Em sinistros recentes, tivemos situações em que consultores externos que nós ou as seguradoras desejávamos contratar se recusaram a aceitar a contratação ao tomarem conhecimento da existência de um acordo de co-seguro. Por fim, tivemos que confirmar que a seguradora líder arcaria integralmente com os honorários dos consultores em primeira instância.

Em raras ocasiões, no caso de sinistros de valores mais elevados, de fato nos deparamos com situações em que a seguradora líder arca com 100% do pagamento do sinistro e, posteriormente, solicita o reembolso às co-seguradoras.
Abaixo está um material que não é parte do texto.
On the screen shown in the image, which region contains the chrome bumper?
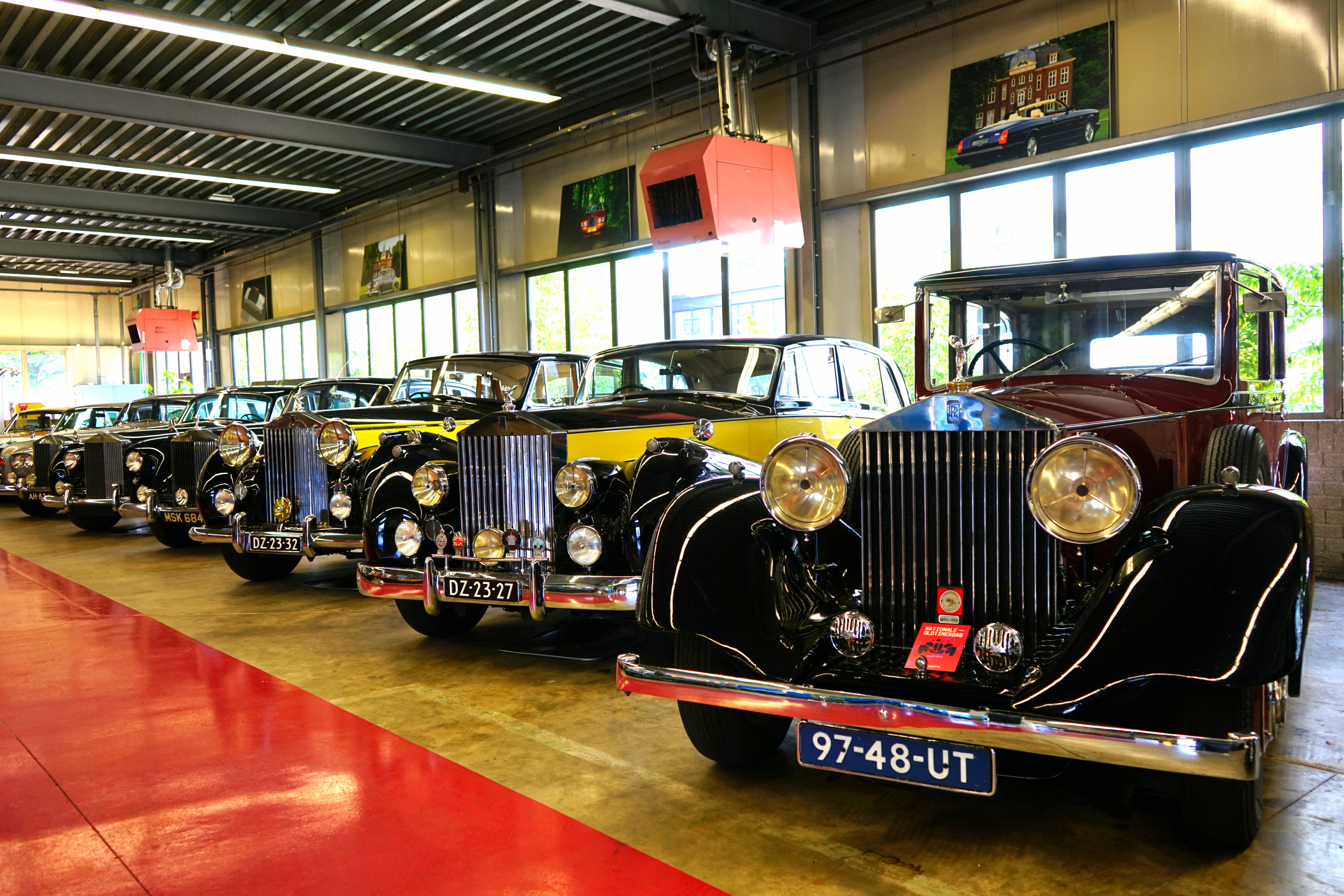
[188,512,364,557]
[615,653,1261,781]
[356,556,640,620]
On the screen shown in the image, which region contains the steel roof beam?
[583,0,817,52]
[0,238,206,267]
[0,66,490,168]
[0,178,319,231]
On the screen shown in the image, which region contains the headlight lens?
[393,520,425,557]
[761,435,849,532]
[555,463,597,508]
[212,489,234,516]
[411,463,445,507]
[317,420,355,466]
[564,525,602,567]
[327,492,355,520]
[472,529,504,565]
[1027,435,1142,544]
[219,423,257,466]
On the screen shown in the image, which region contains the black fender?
[1013,485,1313,711]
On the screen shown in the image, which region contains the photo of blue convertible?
[957,99,1101,168]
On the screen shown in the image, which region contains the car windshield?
[579,345,780,402]
[925,269,1217,385]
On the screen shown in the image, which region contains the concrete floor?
[0,505,1344,896]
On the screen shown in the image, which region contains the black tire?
[223,544,302,582]
[66,511,121,532]
[15,498,60,516]
[674,636,793,766]
[1181,685,1265,850]
[396,600,489,638]
[1200,423,1270,485]
[149,520,198,550]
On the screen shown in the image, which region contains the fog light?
[393,520,425,557]
[564,525,602,567]
[327,492,355,520]
[831,610,872,657]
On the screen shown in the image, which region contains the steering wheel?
[967,339,1063,376]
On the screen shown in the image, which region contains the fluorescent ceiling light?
[0,218,215,243]
[0,146,340,196]
[0,270,130,283]
[14,0,559,102]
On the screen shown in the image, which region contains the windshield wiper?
[999,343,1078,385]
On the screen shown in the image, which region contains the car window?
[532,361,579,407]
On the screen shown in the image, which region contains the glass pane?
[729,246,788,336]
[961,177,1055,267]
[304,321,316,379]
[667,243,723,339]
[527,271,569,352]
[425,293,453,356]
[1190,125,1325,413]
[247,329,266,383]
[453,289,481,352]
[281,322,304,380]
[368,305,396,376]
[615,252,663,345]
[569,262,612,355]
[233,333,251,385]
[1065,153,1176,258]
[393,298,425,368]
[872,196,951,377]
[345,310,368,376]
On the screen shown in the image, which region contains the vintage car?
[0,395,191,516]
[38,387,292,547]
[358,336,906,637]
[191,352,586,582]
[957,99,1101,168]
[618,251,1312,846]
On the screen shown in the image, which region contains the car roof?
[915,250,1257,286]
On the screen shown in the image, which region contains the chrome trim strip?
[615,653,1261,781]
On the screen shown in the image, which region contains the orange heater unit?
[127,308,199,352]
[640,134,802,248]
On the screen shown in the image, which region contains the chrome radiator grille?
[457,435,555,547]
[165,440,215,504]
[85,442,127,498]
[857,430,1059,654]
[262,427,331,523]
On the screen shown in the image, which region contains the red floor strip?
[0,550,720,896]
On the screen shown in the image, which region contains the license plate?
[159,511,200,525]
[799,721,996,797]
[441,574,519,603]
[247,535,300,553]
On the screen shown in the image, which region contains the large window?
[345,288,481,376]
[229,320,317,391]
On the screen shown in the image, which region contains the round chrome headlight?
[219,423,258,466]
[1027,435,1142,544]
[393,520,425,557]
[327,492,355,520]
[472,529,504,565]
[211,489,234,516]
[411,463,447,507]
[761,435,849,532]
[564,525,602,567]
[555,463,597,508]
[317,420,355,466]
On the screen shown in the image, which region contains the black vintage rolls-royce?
[618,251,1313,848]
[190,352,586,582]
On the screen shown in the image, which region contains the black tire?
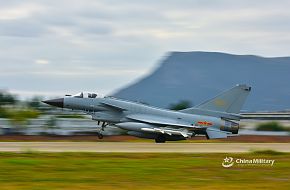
[97,133,104,139]
[155,135,166,143]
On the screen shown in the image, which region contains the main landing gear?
[155,135,166,143]
[97,133,104,139]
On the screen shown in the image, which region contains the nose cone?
[42,98,63,108]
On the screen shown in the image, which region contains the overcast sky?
[0,0,290,97]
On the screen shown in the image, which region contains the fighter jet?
[43,85,251,143]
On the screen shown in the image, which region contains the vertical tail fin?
[182,85,251,113]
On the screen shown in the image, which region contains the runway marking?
[0,142,290,153]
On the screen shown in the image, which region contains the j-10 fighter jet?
[43,85,251,143]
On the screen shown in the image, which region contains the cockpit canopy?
[73,92,103,98]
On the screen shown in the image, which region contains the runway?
[0,142,290,153]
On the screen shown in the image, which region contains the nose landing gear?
[97,133,104,139]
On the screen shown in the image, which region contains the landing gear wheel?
[97,133,104,139]
[155,135,166,143]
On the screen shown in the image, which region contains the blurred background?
[0,0,290,140]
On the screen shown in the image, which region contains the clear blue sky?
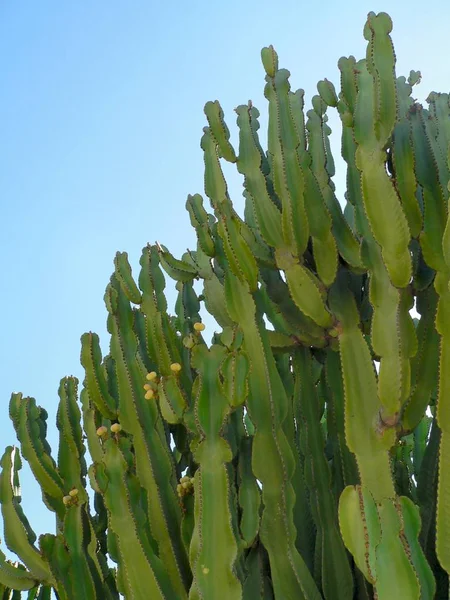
[0,0,450,551]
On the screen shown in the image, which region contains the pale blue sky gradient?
[0,0,450,551]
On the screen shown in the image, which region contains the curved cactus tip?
[261,45,278,77]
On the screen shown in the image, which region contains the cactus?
[0,13,450,600]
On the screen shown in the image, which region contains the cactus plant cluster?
[0,13,450,600]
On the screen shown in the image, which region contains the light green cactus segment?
[293,348,353,600]
[0,550,39,592]
[435,288,450,573]
[81,332,117,419]
[236,105,283,247]
[217,216,258,291]
[10,394,64,504]
[64,504,103,600]
[264,61,309,256]
[56,377,88,494]
[427,92,450,199]
[392,110,422,238]
[204,100,236,162]
[186,194,215,257]
[203,273,231,327]
[402,286,439,431]
[157,244,197,282]
[339,485,381,584]
[114,252,141,304]
[93,439,180,600]
[200,127,258,289]
[409,106,447,270]
[80,388,103,462]
[398,496,436,600]
[275,249,333,327]
[364,12,397,147]
[329,276,395,502]
[354,57,412,287]
[306,102,362,270]
[139,246,181,376]
[317,79,338,108]
[326,352,359,496]
[225,272,320,600]
[157,375,187,423]
[106,278,188,597]
[190,345,242,600]
[242,546,274,600]
[375,498,420,600]
[0,446,53,582]
[221,352,249,408]
[362,240,404,425]
[260,269,325,348]
[238,436,261,548]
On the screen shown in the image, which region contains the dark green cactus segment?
[225,273,320,599]
[354,57,411,287]
[326,352,359,498]
[93,440,182,600]
[402,286,439,431]
[276,250,333,327]
[306,103,362,272]
[409,105,447,270]
[0,550,39,593]
[157,244,197,282]
[238,436,261,548]
[205,100,236,162]
[294,349,353,600]
[81,332,117,419]
[392,103,422,238]
[0,446,53,582]
[56,377,88,494]
[236,106,283,247]
[186,194,215,257]
[189,345,242,599]
[106,278,188,593]
[264,61,309,256]
[10,394,64,516]
[114,252,141,304]
[317,79,338,108]
[60,503,105,600]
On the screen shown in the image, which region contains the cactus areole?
[0,13,450,600]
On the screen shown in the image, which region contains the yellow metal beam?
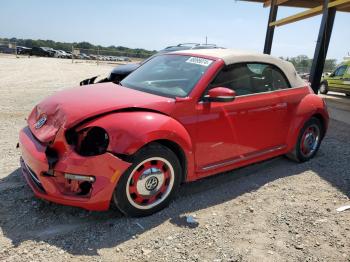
[270,0,350,26]
[264,0,289,7]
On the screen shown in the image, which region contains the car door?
[195,63,287,172]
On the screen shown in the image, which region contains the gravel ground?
[0,54,350,262]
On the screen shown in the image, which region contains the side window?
[208,63,290,96]
[272,68,290,90]
[334,65,347,76]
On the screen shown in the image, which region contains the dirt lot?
[0,54,350,262]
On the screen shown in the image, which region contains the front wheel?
[113,144,182,217]
[287,117,324,162]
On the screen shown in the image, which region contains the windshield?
[120,55,213,97]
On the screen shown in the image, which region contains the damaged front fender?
[72,111,194,180]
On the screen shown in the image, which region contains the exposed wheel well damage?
[152,139,187,183]
[312,114,327,139]
[112,139,187,183]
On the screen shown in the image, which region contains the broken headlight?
[66,126,109,156]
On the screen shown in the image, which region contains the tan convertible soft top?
[173,48,306,87]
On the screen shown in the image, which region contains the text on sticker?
[186,56,213,66]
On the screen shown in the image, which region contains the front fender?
[287,94,329,150]
[80,111,194,179]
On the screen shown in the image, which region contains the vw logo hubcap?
[145,176,158,191]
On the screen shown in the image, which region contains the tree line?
[0,38,156,58]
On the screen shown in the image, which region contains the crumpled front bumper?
[19,127,131,210]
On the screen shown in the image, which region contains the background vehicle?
[30,47,55,57]
[16,46,32,55]
[320,61,350,96]
[80,43,223,86]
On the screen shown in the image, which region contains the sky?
[0,0,350,62]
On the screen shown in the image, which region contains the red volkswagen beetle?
[19,49,328,216]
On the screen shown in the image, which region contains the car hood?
[28,83,175,143]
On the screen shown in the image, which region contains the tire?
[320,82,328,95]
[287,117,324,162]
[113,143,182,217]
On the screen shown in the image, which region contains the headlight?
[66,126,109,156]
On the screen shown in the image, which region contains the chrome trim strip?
[198,85,308,104]
[236,85,307,98]
[201,145,286,171]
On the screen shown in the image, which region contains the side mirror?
[205,87,236,102]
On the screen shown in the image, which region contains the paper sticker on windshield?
[186,56,213,66]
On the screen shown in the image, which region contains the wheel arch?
[138,139,188,183]
[287,94,329,151]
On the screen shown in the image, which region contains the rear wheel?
[113,144,182,216]
[287,117,324,162]
[320,82,328,95]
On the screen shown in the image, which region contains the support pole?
[264,0,278,54]
[310,0,336,94]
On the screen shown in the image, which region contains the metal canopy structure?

Com o objetivo de reduzir o risco de o cliente passar por um processo de reclamação insatisfatório ou demorado, todas as partes devem se empenhar para garantir que os seguintes pontos sejam cumpridos:

  • Acordos claros sobre sinistros:Devem ser estabelecidos protocolos robustos para sinistros no momento da contratação, incluindo mecanismos para notificação imediata de sinistros.
  • Comunicação regular:Manter um diálogo aberto e consistente entre os co-seguradores ao longo de todo o ciclo de vida do sinistro, a fim de evitar surpresas ou desentendimentos.
  • Reuniões de mercado:Quando for o caso, organize reuniões de mercado para garantir que os co-seguradores possam participar das principais decisões.

Conclusão

O cosseguro é um mecanismo poderoso e essencial para a gestão de riscos patrimoniais em grande escala, mas exige colaboração, clareza e, acima de tudo, comunicação e envolvimento regulares e de alta qualidade para garantir que a jornada do cliente permaneça o mais fluida e descomplicada possível.